The second piece of new business was a proposal from Bob Rogers to remove the existing ramps at the skate park and replace them with concrete ramps. The park would also get a design overhaul that could include a shaded area for spectators and a section intended for artistic creativity, with the hope that it would deter graffiti elsewhere in the park.
Rogers presented his proposal to the Parks & Recreation Commission and estimates the renovation cost will be between $120,000 – $240,000. He isn’t proposing any taxpayer money be used for the project, but rather that funds be raised privately.

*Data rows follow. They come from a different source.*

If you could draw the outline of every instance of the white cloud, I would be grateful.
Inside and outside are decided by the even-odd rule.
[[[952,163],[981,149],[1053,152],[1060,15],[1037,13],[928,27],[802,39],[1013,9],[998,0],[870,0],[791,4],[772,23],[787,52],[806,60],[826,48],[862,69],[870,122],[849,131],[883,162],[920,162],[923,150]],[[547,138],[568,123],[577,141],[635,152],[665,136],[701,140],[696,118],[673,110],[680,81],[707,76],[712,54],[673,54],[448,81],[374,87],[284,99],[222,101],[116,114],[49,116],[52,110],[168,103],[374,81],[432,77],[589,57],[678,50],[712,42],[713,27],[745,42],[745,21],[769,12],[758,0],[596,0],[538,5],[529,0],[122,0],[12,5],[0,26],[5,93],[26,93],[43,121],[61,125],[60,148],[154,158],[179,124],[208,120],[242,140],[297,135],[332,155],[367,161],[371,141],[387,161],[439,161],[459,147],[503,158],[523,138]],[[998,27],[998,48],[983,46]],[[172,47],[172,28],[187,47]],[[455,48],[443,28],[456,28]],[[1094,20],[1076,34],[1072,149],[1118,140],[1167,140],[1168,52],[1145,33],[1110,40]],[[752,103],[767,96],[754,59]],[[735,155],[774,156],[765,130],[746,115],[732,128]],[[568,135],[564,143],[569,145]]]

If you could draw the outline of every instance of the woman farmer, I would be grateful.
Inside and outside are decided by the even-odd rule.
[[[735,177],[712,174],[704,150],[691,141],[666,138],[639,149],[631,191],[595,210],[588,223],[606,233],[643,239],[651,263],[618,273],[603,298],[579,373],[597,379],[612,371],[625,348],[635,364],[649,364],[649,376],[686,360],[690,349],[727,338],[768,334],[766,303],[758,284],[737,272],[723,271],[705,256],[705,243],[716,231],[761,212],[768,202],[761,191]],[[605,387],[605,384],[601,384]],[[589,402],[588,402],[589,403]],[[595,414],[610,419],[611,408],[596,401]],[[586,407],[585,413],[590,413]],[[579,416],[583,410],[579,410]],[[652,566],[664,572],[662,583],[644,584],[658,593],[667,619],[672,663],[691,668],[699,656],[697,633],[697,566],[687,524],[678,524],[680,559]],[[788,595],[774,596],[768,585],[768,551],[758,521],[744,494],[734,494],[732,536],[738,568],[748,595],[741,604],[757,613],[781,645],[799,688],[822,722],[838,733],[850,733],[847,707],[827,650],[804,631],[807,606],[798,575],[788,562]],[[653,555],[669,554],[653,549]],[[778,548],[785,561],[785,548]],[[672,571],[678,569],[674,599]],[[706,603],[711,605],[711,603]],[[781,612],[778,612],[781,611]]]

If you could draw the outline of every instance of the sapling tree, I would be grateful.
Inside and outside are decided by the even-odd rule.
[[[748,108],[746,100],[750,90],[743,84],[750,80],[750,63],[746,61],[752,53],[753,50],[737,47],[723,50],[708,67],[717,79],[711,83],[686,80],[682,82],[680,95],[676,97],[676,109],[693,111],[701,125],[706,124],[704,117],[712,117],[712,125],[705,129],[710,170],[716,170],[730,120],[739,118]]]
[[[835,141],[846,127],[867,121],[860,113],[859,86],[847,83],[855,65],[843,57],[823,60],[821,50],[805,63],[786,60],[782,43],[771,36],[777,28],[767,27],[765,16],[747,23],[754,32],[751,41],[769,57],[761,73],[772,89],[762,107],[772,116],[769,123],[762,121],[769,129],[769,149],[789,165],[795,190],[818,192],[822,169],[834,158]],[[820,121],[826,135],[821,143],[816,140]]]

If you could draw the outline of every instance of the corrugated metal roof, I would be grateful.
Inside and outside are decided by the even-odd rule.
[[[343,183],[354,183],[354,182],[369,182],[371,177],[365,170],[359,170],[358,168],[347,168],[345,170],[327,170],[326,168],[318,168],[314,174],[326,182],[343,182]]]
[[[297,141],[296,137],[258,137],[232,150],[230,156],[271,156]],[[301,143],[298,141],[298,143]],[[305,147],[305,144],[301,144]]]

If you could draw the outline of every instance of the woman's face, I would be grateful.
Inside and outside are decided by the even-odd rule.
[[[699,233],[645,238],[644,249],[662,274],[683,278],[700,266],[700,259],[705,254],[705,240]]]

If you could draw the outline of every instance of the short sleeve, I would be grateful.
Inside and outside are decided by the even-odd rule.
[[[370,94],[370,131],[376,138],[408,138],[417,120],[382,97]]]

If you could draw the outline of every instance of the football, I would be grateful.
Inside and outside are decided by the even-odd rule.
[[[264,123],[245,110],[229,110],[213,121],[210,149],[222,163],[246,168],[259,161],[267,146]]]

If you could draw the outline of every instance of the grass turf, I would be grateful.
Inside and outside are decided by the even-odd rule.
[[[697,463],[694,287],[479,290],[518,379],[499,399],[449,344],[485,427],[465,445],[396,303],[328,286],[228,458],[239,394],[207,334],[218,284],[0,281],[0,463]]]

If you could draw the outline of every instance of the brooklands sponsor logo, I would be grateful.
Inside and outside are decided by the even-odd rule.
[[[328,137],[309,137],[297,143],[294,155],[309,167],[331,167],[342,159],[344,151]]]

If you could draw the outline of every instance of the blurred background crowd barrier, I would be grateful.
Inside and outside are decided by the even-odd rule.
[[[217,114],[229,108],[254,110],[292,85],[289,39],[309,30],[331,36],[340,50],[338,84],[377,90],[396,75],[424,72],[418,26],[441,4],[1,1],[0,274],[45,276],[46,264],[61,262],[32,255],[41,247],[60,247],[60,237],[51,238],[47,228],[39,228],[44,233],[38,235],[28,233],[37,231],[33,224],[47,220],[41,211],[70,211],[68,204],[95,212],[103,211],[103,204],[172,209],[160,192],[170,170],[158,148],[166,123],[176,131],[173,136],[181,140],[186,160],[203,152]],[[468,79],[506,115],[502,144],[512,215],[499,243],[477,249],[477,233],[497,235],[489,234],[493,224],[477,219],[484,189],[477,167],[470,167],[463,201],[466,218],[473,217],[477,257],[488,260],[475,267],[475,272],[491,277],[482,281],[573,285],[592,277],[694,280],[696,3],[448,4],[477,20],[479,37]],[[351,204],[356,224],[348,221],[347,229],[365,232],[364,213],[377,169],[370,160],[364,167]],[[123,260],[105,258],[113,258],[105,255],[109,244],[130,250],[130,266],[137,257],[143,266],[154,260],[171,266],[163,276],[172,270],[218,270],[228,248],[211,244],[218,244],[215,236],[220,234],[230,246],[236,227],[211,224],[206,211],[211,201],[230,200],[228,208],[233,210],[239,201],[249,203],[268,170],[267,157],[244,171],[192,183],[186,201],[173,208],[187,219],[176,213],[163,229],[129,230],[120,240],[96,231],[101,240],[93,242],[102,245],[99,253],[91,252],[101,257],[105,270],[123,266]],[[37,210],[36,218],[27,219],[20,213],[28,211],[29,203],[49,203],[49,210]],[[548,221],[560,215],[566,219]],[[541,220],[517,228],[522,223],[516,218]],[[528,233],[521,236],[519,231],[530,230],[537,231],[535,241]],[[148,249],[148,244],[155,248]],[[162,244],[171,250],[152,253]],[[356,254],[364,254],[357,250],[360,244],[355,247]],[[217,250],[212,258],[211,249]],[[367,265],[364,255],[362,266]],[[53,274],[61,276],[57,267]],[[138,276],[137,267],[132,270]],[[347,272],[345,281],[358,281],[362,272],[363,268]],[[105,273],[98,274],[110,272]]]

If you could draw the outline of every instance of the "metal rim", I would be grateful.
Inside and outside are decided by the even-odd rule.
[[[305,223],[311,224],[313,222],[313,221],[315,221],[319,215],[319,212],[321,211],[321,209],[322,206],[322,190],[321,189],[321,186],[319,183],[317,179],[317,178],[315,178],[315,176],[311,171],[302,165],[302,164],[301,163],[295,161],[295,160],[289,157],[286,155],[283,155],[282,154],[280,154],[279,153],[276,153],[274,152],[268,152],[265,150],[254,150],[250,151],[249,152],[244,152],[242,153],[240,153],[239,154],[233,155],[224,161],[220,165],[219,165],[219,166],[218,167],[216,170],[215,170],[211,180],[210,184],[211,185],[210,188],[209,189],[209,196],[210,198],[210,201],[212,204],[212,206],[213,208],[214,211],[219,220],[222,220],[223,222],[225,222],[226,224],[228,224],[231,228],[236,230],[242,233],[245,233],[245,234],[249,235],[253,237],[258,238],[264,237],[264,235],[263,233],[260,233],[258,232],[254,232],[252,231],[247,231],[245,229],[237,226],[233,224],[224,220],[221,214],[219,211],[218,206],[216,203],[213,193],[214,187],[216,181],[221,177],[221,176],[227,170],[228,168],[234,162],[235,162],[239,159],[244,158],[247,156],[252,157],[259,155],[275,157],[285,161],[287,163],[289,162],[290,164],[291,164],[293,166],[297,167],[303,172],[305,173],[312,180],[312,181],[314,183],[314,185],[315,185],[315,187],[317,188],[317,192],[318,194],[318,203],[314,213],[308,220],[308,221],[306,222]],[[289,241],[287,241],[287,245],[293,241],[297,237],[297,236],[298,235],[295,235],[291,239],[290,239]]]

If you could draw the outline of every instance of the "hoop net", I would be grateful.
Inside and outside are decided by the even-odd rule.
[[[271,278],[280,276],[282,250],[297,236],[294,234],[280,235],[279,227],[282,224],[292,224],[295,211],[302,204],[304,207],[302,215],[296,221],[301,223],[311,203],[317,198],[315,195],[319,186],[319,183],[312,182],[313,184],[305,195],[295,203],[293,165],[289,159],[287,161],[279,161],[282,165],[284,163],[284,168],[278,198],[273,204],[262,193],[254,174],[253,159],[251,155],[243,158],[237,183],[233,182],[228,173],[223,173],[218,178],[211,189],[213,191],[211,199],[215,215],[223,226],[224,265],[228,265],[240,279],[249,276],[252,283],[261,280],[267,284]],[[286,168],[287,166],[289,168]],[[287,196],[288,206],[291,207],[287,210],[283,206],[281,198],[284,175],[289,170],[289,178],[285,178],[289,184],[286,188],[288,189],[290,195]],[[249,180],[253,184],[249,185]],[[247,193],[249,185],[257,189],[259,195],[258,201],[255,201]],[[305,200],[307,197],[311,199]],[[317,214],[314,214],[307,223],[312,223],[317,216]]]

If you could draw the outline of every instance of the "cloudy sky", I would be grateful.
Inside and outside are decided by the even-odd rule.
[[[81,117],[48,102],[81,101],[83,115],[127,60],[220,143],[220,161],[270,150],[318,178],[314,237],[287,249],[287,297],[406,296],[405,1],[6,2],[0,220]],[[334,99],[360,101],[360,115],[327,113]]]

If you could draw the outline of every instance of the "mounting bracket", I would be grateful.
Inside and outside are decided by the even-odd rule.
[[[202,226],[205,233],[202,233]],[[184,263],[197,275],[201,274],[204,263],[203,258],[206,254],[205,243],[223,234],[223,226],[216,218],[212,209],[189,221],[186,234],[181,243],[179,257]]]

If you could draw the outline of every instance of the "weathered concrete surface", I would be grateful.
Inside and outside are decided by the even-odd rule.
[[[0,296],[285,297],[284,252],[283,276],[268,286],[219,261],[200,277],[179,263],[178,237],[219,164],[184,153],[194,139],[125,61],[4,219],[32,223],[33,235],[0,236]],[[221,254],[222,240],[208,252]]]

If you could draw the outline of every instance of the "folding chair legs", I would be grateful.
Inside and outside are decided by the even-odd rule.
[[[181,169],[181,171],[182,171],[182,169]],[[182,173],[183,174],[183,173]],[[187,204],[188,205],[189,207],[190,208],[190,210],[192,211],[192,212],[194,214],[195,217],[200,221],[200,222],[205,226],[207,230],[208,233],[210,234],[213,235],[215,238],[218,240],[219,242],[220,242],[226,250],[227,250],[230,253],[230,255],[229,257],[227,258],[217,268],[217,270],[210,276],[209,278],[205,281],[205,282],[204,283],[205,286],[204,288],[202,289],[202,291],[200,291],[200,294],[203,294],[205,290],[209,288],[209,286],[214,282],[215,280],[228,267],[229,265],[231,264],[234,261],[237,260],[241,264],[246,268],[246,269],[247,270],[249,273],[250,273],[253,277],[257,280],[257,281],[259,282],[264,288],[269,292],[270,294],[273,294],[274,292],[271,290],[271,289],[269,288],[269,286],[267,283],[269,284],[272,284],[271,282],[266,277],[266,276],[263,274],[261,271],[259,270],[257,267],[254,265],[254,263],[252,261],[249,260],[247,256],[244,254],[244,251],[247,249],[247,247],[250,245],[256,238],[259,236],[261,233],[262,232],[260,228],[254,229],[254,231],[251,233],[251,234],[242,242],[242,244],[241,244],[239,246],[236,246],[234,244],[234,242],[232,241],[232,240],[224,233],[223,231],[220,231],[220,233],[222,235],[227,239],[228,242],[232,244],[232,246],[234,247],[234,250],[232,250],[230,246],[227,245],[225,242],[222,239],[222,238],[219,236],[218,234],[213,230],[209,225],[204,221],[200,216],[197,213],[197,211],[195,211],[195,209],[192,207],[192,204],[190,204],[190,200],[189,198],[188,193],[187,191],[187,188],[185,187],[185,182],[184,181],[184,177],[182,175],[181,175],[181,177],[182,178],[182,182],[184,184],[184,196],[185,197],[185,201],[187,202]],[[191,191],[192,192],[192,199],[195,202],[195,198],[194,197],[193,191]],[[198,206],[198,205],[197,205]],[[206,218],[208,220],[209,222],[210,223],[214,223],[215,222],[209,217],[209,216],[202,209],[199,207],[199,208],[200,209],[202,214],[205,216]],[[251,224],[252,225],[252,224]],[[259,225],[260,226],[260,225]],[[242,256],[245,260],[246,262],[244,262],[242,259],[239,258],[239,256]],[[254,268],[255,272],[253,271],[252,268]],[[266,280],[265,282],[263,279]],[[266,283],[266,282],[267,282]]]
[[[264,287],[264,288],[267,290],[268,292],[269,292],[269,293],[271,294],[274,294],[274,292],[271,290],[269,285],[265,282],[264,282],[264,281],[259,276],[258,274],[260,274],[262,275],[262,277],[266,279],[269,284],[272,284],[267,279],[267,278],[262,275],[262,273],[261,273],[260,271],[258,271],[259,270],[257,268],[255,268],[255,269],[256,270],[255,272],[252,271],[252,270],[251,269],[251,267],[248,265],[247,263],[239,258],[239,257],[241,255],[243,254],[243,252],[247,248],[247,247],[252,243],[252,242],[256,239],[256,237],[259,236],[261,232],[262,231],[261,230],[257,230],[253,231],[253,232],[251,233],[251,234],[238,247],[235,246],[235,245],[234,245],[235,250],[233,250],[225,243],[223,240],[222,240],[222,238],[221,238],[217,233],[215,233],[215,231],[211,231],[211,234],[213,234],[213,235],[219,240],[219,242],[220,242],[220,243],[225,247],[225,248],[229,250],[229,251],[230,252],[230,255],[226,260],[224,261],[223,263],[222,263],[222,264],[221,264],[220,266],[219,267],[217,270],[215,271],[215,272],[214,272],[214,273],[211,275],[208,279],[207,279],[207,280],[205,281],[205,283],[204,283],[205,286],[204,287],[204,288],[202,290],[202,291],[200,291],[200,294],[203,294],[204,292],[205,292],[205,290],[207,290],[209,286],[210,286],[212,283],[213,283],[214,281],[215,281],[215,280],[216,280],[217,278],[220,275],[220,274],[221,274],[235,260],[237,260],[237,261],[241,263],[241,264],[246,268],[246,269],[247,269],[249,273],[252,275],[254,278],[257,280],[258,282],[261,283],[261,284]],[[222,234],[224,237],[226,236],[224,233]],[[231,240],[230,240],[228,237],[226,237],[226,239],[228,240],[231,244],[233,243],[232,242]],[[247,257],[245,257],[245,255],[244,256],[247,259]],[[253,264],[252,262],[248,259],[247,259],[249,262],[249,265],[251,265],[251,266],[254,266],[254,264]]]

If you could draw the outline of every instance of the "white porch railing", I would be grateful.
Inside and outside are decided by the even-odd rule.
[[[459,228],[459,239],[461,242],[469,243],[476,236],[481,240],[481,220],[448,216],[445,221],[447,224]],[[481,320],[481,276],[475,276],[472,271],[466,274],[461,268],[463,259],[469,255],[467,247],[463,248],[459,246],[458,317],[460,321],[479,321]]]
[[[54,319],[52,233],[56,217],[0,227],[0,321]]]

“If they come up with the funds, I think it would be a huge benefit to the city,” said Councilmember Leah Groves, who is the council representative on the Parks & Recreation Commission.
The commission voted to recommend that Lowell City Council support the project. That could include the city setting up a designated account where donations could be held. Councilmembers voted unanimously to accept the commission recommendation and support the initiative to renovate the skate park.
In his budget update, Burns noted that Lowell’s annual audit was almost complete. While the numbers haven’t been finalized yet, it appears the city took in approximately $400,000 more in revenue last year than anticipated. That will leave the city with a $1.4 million fund balance.
Burns said he would have a more formal recommendation later for how to spend the additional $400,000. However, his inclination is to use a portion to pay down the city’s unfunded pension liability, direct some money to local streets and use the remainder for HVAC upgrades needed at City Hall.
As for streets funding, Burns shared that the city expects to see an annual increase of $30,000 in its Act 51 revenue from the state. That’s thanks to an increase in city population from 3,783 in 2010 to 4,142 in 2020.
During his final comments of the evening, Councilmember Cliff Yankovich asked if it would be possible to get a report from the Showboat about how many times it was rented out this year and how much revenue it’s generated.
Councilmember Jim Salzwedel, who sits on the Showboat committee, said he would see if that information could be gathered. He also said that he wanted to have a meeting with other Showboat committee members and ask some “tough questions,” but he did not specify what those would be.
Yankovich also shared that the Look Memorial Fund awarded $10,000 to the Lowell YMCA. It also gave $9,000 to FROM to complete the laundry room at the former Denny’s Rooms building that is across from Ball’s Softee Crème on Main Street. Yankovich noted that the building had 10 units, include six for single occupancy. Rent for the rooms ran between $650-$700 a month, including utilities, and Yankovich said it was his understanding that a study found Lowell could use another 80 more rental units in that price range.
Councilmember Marty Chambers asked if Lowell Light & Power would be holding a holiday lights contest this year, and utility general manager Charlie West replied that the event was not planned for 2021. West noted that the Rotary Club had previously spearheaded the project, but LLP hadn’t been approached by them this year.
In her final comments of the night, Groves reminded residents about the Treasures for Troops collection going on now. She also encouraged people to sign up to help prepare and serve the Open Table Thanksgiving dinner next Thursday.
The next regular meeting of Lowell City Council will be Monday, December 6, at 7pm in City Hall.